Edit on GitHub

Live.monitor_system()

DVCLive can track and log your system metrics so you can see your hardware performance and limitations during your experiments. The metrics concern your CPU, RAM and disk memory usage. It can also monitor your GPU usage, if you have some.

def monitor_system(
    interval: float = 0.05,
    num_samples: int = 20,
    directories_to_monitor: Optional[Dict[str, str]] = None,
    ):

Usage

To monitor your system metrics you can set the monitor_system parameter to True in Live:

from dvclive import Live

live = Live(monitor_system=True)

or you can specify additional parameters to configure the logger behavior:

from dvclive import Live

live = Live()
live.monitor_system(
    interval = 0.01
    num_samples = 20,
    directories_to_monitor = {"data": "/data", "users": "/home"},
)

The system metrics will then be available live in DVC Studio and in our VSCode extension.

Description

The Live.monitor_system() method is used to configure how Live logs your system metrics. If you call Live with monitor_system=True, Live.monitor_system() will be called with default parameters.

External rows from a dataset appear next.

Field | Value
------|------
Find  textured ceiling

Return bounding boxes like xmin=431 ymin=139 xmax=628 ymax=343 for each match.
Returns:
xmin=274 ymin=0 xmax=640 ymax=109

Live will sample your system for metrics at regular intervals and average them over a number of samples. The averaged data is then logged as a metric.

The sampling terminates when you call live.end().

Parameters

  • interval - the time interval between samples in seconds. To keep the sampling interval small, the maximum value allowed is 0.1 seconds. Default to 0.05.

  • num_samples - the number of samples to collect before the aggregation. The value should be between 1 and 30 samples. Default to 20.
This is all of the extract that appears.